The Write-Off is Announced
$1,144,504 : that is the irrevocable price so far, with millions more still tied up, of the City’s involvement with Southern/SME.
According to a memo released Friday, $905,019 in principal + $239,485 in anticipated interest will be written off the city’s books, on the heels of an evaluation of independent auditors into the finances of Southern Montana.
The City’s statement, incidentally, is sheer gobbledy-gook. Try to make sense of it:
The restatement of Electric City Power’s financial statements will have the effect of moving $905,019 in historical costs paid to Southern from ECP’s balance sheet to the FY 2009 operating statement.

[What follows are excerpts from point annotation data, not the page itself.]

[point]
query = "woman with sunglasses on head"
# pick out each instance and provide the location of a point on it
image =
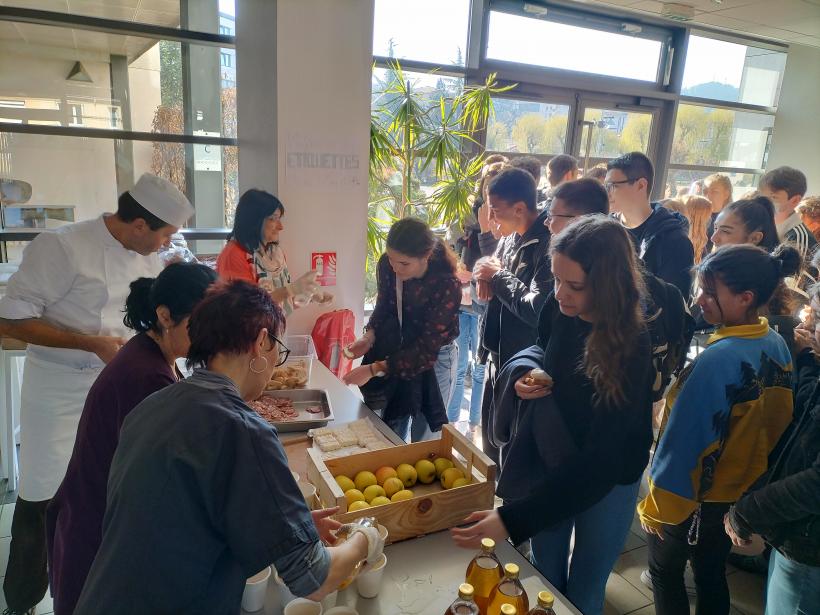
(723, 417)
(158, 309)
(200, 496)
(253, 252)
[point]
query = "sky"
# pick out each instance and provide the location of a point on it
(433, 30)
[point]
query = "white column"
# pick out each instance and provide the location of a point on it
(309, 143)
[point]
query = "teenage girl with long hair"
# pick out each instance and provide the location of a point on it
(699, 213)
(722, 419)
(597, 350)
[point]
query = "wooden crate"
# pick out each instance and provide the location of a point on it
(432, 508)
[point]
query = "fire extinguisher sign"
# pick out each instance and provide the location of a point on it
(324, 263)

In other words, part of the booked value of an asset from prior years is now required to become an expense in FY 2009. The monies paid out in prior years were for site-selection, site-development, permitting, design, and construction.
[...]
It is my recommendation that ECP rely upon the analysis conducted by Southern’s experts and adjust ECP’s financial statements in accordance with the values determined to be applicable to the City’s investment in this endeavor. It is also my recommendation that $239,485 of capitalized interest expense reflected on ECP’s balance sheet also be considered an impaired asset and expensed in the same manner.
I love how we, in our vocabulary, have lost track of the simple concept of “losing $900k” and now find need to say that we are just “moving $900k in historical costs…to the FY 2009 operating statement.” The second paragraph, too, is priceless; we’ve been pretending that interest has been accumulating all the while on our investment, and now we must write down that cost, too. And Electric City Power is “in the black”? I think not.

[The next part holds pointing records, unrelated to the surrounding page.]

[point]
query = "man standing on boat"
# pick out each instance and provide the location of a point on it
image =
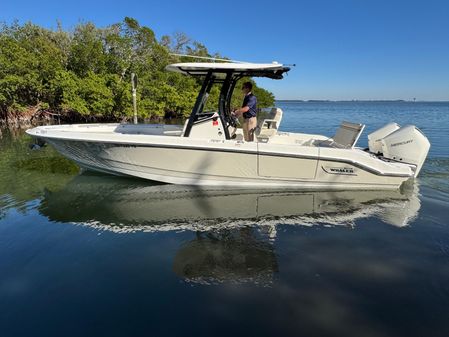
(248, 111)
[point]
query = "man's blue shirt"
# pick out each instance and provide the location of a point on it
(251, 102)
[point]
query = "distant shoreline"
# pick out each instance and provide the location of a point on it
(356, 101)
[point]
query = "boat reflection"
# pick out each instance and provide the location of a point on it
(234, 230)
(127, 205)
(238, 256)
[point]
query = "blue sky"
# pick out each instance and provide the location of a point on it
(342, 49)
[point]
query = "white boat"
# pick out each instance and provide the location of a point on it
(209, 148)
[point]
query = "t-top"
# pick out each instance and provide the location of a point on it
(251, 102)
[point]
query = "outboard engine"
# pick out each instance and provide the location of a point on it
(408, 145)
(375, 138)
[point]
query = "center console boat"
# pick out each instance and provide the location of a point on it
(209, 148)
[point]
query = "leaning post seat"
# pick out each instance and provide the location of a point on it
(347, 135)
(269, 126)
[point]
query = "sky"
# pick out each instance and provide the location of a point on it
(343, 50)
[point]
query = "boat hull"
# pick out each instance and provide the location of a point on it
(246, 165)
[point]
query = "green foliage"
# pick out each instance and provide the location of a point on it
(87, 71)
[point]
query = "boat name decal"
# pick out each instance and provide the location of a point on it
(402, 143)
(339, 170)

ECW will try to get these full documents posted presently.


“There’s no risk, it simply takes time to work it out. The city is covered.”
These are stupid times we are living in.
And the “House of Cards” begins its tumble as predicted years ago by many in the know!

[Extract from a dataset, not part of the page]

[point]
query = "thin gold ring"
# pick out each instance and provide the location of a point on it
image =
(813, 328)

What is capitalized interest?
Just a big write off.
How big’s the reserve on the fund balance for the rest of the asset and what’s left unreserved?
Hmmm, can I use this accounting methodology for my credit card debts? The stuff I bought is no longer usable, therefore I wish to write it off and forfeit the debt.
There is nothing wrong with capitalizing interest vs expensing interest – both are valid ways to look at the cost of building.
Many people look at the cost of a property to determine current value – that is, they look into the past as a reference for the value today.
Capitalizing will make it appear the cost of the property was initially higher, but cheaper to build. Expensing it makes it appear the property was cheaper, but more expensive to build.
Since it has already been built, the expenses incurred are ’sunk’ – whether the building was worth it or not is immaterial. “Puts ya money, takes ya chances!”
The net effect is that the building built for X is now valued at somewhat less than X if it was to be sold – or borrowed against. It is meaningless if neither of those options will be executed.
Black Flag, I cannot tell if you were speaking figuratively or not, but so far I don’t anything has been “built” other than maybe some concrete poured for a foundation.
What are they capitalizing then? Air?
If so, then that’s a problem
“What are they capitalizing then? Air?”
Not air silly, but a few people have made a nice living off this flim-flam. They will move on to find their next scam and leave others with the debt.